The garden stores offer a wide, and wild, variety of vegetable restraints. I’ve tried most of them. Any such restraint system must be analyzed in terms of ease of use, strength, durability (season to season), visual impact (yes, it matters), accessibility (if you can’t get your hand in, nothing’s coming out) and cost. Since it’s an investment, the repeat gardener wants something that will give years of use. Back in the city, over the years I tried those wooden stacking cages, standard wire cages, lattice fencing, and these lovely, but expensive, aluminum spiral stakes. Part of the consideration is just how many tomatoes do you have? With just a couple of pampered urban vines you can afford the high end stylish systems. These days, though, with thirty-three bucketed tomatoes, we have to go with industrial strength cages

We made the investment last year. We’d been monkeying around with “tomato-cage-lite” for a couple of years and they kept collapsing under the weight of the plants. So last year, we bit the bullet and bought thirty, heavy-duty, welded-wire, 54 inch cages. (That’s the gardener part of me.) They were on sale, and since I was buying so many of them, I negotiated an even better price. There was no way I’d have paid the original sticker price of over nine bucks a cage. (That’s the farmer part of me.)

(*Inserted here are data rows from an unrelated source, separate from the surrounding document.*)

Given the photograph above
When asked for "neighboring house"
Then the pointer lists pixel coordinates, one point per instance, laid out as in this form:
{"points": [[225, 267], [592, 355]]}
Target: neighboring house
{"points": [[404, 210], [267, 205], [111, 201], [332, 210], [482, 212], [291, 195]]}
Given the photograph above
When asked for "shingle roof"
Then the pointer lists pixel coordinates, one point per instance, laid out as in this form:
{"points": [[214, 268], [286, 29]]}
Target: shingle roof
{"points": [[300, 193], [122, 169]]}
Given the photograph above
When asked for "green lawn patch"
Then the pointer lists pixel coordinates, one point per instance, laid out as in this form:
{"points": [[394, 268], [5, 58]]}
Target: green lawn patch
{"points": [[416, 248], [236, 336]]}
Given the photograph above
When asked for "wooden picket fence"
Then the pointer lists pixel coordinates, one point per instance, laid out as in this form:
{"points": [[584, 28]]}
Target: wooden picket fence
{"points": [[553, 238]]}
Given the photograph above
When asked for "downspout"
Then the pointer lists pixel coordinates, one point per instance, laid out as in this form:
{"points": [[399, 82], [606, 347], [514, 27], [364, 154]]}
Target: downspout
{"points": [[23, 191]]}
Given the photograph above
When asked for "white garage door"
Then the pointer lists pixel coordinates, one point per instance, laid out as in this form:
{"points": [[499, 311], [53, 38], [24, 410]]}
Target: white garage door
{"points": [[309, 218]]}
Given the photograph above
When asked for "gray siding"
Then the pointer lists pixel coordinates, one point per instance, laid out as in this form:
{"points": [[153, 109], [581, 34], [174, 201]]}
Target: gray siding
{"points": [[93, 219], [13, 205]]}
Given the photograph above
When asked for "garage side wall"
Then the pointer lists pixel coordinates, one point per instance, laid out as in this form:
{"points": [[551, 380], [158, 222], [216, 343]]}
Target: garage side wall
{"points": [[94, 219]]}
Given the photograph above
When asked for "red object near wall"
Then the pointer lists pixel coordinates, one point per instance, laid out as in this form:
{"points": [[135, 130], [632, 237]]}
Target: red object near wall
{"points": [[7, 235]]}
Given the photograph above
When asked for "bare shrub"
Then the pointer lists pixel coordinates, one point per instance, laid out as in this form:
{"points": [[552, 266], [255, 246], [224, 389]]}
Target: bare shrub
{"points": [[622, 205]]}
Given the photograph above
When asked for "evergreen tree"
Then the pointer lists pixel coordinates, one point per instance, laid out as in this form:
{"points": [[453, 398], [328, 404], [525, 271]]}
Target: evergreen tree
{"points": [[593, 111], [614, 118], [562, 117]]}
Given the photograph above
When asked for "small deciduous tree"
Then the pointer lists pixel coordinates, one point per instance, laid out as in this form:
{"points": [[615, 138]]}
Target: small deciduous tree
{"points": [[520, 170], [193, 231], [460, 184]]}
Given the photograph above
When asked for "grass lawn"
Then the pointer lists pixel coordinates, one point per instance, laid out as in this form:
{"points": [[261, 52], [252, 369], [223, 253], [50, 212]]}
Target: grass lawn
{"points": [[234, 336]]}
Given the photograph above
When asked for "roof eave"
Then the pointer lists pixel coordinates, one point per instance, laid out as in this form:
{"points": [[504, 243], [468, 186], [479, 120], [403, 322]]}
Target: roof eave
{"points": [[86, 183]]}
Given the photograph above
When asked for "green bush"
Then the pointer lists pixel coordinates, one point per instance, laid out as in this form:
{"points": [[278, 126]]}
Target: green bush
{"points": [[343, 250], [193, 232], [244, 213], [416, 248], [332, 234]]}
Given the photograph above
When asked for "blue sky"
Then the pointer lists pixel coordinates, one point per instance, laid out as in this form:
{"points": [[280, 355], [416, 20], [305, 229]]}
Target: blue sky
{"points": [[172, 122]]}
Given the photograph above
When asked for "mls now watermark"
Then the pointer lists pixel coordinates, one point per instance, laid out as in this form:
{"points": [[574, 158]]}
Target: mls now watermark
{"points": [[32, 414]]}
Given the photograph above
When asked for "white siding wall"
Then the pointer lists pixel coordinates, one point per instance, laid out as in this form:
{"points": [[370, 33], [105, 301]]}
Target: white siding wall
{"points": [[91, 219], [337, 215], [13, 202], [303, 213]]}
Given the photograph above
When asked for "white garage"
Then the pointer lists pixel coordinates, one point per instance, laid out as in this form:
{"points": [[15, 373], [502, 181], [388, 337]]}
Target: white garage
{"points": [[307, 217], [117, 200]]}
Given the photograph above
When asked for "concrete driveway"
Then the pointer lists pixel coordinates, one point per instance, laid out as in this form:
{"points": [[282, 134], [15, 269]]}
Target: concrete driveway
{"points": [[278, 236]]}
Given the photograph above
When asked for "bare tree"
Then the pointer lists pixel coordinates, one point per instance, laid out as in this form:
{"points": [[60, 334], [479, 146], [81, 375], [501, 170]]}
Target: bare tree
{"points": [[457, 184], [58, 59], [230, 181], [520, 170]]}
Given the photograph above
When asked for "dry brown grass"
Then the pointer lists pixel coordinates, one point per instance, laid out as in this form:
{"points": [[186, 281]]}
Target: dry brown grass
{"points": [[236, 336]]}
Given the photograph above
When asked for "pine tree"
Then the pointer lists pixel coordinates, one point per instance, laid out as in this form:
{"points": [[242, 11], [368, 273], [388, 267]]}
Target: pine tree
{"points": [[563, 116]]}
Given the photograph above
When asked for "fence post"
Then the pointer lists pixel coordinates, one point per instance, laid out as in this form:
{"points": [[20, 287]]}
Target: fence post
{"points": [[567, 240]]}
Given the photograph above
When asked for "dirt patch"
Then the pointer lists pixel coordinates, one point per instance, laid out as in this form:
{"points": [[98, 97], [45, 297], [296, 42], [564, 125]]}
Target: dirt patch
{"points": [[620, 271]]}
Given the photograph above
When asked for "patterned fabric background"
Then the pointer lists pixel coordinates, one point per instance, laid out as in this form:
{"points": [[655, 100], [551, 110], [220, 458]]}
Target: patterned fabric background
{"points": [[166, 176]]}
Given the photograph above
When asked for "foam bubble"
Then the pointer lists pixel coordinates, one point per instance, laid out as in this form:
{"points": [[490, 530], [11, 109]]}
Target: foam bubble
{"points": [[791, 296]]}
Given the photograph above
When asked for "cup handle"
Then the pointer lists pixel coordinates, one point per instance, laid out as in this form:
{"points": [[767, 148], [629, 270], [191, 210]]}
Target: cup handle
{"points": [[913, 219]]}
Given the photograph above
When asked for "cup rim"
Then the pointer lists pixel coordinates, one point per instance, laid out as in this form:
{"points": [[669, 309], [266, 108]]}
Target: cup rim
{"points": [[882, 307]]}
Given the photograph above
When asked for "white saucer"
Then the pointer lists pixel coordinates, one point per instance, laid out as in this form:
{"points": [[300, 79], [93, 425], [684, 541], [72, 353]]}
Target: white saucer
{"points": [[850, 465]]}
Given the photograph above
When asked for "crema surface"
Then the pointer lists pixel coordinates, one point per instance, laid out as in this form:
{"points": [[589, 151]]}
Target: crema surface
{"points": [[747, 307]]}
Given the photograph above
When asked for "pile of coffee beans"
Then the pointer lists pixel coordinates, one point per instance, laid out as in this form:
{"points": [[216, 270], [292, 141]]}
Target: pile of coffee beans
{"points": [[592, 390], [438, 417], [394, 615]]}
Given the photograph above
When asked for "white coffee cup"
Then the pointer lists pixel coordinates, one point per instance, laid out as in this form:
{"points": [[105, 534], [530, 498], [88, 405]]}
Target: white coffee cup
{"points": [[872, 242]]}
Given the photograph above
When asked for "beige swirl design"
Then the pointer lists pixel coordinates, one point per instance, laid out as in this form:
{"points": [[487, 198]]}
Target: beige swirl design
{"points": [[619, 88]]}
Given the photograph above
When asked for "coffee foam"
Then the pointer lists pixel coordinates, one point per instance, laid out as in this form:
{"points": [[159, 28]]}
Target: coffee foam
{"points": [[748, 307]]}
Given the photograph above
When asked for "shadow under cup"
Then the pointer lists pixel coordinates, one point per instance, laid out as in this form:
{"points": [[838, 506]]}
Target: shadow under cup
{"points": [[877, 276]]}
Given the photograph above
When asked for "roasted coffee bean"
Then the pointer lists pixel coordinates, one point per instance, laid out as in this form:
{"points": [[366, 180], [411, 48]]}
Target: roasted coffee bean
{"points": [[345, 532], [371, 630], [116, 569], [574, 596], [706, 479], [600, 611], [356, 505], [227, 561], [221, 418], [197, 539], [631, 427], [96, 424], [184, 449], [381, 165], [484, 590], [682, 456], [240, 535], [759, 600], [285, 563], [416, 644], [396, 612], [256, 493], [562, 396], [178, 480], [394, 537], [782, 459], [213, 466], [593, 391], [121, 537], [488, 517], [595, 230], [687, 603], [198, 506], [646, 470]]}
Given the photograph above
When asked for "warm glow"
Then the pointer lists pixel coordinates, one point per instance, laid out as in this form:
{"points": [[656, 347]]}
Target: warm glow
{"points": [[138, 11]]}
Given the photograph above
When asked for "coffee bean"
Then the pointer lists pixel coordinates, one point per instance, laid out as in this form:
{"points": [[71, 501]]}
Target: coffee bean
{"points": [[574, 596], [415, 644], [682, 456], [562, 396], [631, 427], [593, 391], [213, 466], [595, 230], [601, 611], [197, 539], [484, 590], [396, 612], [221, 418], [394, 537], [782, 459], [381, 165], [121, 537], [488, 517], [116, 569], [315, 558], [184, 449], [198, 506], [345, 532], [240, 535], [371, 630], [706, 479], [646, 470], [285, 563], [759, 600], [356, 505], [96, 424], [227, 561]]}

Our cages are the envy of the farm. I’m not sure why, because it’s a community garden—so everyone enjoys the tomatoes. But both years that we’ve had them, they’ve elicited comments of admiration and envy. I don’t think it’s a come on—Hey honey, them’s fine restraints you got there—this is real equipment admiration, with just a touch of covetousness. They just are nice sturdy industrial strength cages and everyone who sees them, notices.

I suppose you could put in the cages when the tomatoes were just little sprites. But, that would be too easy. It’s not just that, though, in the early garden, when you’re digging in, there’s so much to do to catch the early season. You do what’s needed so you can get it all done. Then, when there’s a breather between establishing the garden and the onset of weeds, you can worry about the extras, cages, structures for pole beans and cucumbers, etc. Some years I’ve been caught short, wrestling undisciplined, sprawling, teenage tomatoes into cages. It can take up to three people to do it if you wait too long. This year was just right. I needed to sterilize the cages in bleach-water after last year’s blight, so that caused a little delay, but otherwise the timing was perfect. For the most part, the tomato plants were less than a foot tall, so the cages slid over them easily

The installation of the cages brought out the neighbors. It’s a sign; the garden is in. (Hopefully it’s also a sign that there’s no room for any more tomatoes.) We all stood out in the early evening rays, enjoying beers and garden talk. One of the neighbors nodded at how good they look and added, “You know, I’ve got a bunch of beans started…” She doesn’t know if they’re bush beans or pole beans. More buckets to dig in….beans, fit to be tied.